Audit: Uptick In SoCal Anti-Semitic Vandalism
LOS ANGELES (CBSLA.com) — Anti-Semitic acts of vandalism and other related incidents are on the rise in Southern California even as incidents statewide have declined, according to an audit released Monday.
The annual "Audit of Anti-Semitic Incidents" (PDF) from the Anti-Defamation League (ADL) reported California fell from first to second in the nation behind New York in the number of anti-Semitic incidents for the first time in three years with 185 reported incidents in 2012.
The report also found the total number of anti-Semitic incidents in the United States fell by 14 percent in 2012, continuing a three-year trend of incremental declines, according to the ADL.
During the same period, however, the audit found anti-Semitic vandalism in Los Angeles, Riverside, San Bernardino and Kern counties rose by 12 percent, mirroring a nationwide spike of over 33 percent from 330 incidents reported in 2011 to 440 in 2012.
While the majority of those incidents took place on public property or at individual homes, Jewish institutions were targeted in 13 percent of the total vandalism incidents. Many of those incidents included swastikas, a hate symbol that evokes a particularly emotional response in the Jewish community, according to ADL.
One highly publicized anti-Jewish vandalism crime took place last April when a Northridge mother drove her 14-year-old daughter and two other girls to local homes — including one belonging to a Holocaust survivor's family — where they smeared feces, scrawled swastikas and wrote the word "Jew" on a sidewalk.
The incident was among several targeting Jewish people, homes, and institutions, which a 2011 Hate Crime Report released in 2012 by the Los Angeles County Commission on Human Relations found were targeted in 77 percent of religiously-motivated crimes.

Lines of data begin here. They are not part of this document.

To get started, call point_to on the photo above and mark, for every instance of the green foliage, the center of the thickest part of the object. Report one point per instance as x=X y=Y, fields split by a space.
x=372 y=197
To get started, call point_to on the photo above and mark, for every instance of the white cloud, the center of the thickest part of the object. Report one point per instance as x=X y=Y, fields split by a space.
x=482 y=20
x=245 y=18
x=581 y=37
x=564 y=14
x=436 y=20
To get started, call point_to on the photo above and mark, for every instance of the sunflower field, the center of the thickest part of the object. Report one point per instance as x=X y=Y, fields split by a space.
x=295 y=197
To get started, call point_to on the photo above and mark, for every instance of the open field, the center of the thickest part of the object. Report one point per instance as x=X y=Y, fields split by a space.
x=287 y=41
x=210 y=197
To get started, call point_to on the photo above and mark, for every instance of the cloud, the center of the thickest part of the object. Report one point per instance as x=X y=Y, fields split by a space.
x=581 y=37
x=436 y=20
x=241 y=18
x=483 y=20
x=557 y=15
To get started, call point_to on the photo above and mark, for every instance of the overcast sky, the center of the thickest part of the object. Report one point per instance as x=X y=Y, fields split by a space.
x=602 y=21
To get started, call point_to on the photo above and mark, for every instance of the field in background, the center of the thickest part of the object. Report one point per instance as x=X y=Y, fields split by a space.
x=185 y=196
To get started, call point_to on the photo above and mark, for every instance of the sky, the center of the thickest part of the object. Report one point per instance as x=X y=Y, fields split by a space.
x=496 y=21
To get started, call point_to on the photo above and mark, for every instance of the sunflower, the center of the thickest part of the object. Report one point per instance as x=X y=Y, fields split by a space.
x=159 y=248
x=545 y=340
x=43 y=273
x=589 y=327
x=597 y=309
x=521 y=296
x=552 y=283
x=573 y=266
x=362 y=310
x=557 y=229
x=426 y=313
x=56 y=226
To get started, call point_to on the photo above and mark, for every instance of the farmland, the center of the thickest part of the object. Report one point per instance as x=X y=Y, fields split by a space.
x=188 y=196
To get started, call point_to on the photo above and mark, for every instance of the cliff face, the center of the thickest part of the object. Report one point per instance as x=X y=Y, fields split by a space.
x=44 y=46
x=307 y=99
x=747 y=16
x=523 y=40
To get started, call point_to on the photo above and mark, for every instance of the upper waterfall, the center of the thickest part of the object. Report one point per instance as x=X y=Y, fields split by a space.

"We are pleased to see a decline in anti-Semitic incidents around the country and happy to relinquish California's standing as the State with the most overall incidents," ADL Pacific Southwest Regional Director Amanda Susskind said. "Still, as we track crimes and incidents, including assaults, vandalism and harassment, we are troubled by the increasingly insurmountable challenge of monitoring cyberspace, where hate can be anonymous and ubiquitous."